FIFA grants World Cup accreditation to jailed journalist Christophe Gleizes
The symbolic credential, issued one day before the tournament kicks off, is designed to pressure Algeria into releasing the French reporter serving a seven-year sentence.
Somewhere in an Algerian prison, a French journalist now holds official press credentials for the biggest sporting event on Earth. Whether he’ll actually use them is the point.
FIFA issued World Cup accreditation to Christophe Gleizes on June 10, 2026, one day before the tournament’s opening match. The credential, numbered 00980549, assigns Gleizes to cover the 2026 FIFA World Cup for French football magazine So Foot across all three host nations: the United States, Canada, and Mexico. The announcement came via Reporters Without Borders (RSF), the press freedom organization that has been campaigning for his release since his arrest more than two years ago.

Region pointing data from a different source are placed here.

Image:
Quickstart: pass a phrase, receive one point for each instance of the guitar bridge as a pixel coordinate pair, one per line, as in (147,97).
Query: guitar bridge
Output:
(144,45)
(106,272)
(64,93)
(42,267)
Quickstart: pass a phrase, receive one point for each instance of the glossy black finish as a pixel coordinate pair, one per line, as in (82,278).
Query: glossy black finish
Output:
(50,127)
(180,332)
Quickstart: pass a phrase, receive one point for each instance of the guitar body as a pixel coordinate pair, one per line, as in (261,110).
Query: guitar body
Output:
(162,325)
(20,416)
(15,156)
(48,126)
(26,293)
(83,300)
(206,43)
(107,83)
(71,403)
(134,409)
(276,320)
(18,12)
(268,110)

A football journalist jailed for covering football
Gleizes, 37, is a freelance journalist who was arrested on May 28, 2024, while reporting on JS Kabylie, a prominent Algerian football club. His crime, according to Algerian authorities, amounted to “glorifying terrorism” and possessing publications deemed harmful to Algeria’s national interests.

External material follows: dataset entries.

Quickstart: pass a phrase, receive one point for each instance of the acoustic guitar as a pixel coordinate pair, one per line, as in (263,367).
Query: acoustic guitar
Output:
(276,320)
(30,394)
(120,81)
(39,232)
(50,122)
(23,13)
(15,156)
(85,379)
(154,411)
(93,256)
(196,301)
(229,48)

The charges stemmed from an interview Gleizes conducted with a club official who allegedly had ties to the Movement for the Self-Determination of Kabylie, known by its French acronym MAK. The Algerian government classifies MAK as a terrorist organization. Gleizes was sentenced to seven years in prison in June 2025.

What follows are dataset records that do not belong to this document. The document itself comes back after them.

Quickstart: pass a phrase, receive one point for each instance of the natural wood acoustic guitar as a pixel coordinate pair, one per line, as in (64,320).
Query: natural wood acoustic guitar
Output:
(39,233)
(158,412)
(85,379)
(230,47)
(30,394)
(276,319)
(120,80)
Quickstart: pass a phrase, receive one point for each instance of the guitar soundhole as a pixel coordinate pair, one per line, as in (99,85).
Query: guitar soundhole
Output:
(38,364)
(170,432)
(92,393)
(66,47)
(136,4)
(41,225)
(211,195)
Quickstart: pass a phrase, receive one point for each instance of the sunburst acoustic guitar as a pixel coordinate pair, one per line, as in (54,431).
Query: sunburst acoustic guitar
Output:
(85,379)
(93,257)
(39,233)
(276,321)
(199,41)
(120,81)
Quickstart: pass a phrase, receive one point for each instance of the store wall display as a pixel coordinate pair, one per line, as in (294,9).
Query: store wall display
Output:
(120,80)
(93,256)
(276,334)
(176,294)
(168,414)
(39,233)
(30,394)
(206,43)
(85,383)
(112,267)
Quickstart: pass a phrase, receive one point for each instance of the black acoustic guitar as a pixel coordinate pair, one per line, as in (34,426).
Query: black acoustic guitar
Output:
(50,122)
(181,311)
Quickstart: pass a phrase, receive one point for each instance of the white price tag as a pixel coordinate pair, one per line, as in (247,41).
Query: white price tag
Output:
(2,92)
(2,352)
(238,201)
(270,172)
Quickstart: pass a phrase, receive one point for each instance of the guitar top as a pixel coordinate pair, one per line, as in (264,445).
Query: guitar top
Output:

He appealed. It didn’t work. An Algerian court upheld the sentence in December 2025, leaving the journalist with essentially no legal recourse within Algeria’s judicial system.
FIFA’s unusual play
FIFA President Gianni Infantino has gone further than just signing off on the accreditation. He has voiced support for a potential presidential pardon for Gleizes, suggesting that diplomatic channels might offer the journalist’s best path to freedom now that his legal appeals have been exhausted.
The timing is deliberate. With the World Cup running from June 11 through July 19, 2026, Algeria’s treatment of a football journalist will be under an international spotlight for over five weeks.
Algeria’s press freedom problem
Gleizes traveled to Algeria’s Kabylie region legally on a tourist visa to report on JS Kabylie. The Amazigh (Berber) population there has long pushed for greater autonomy, and the government’s classification of the MAK independence movement as a terrorist organization has created a legal minefield for anyone reporting on the region’s politics, culture, or its football clubs.
RSF’s decision to announce the accreditation on the eve of the World Cup transforms what could have been a quiet diplomatic effort into a globally visible campaign.
The credential expires on July 19, when the World Cup final wraps up. Gleizes, barring a pardon, stays in his cell with roughly five more years on his sentence. The window for this particular form of pressure is exactly 38 days long.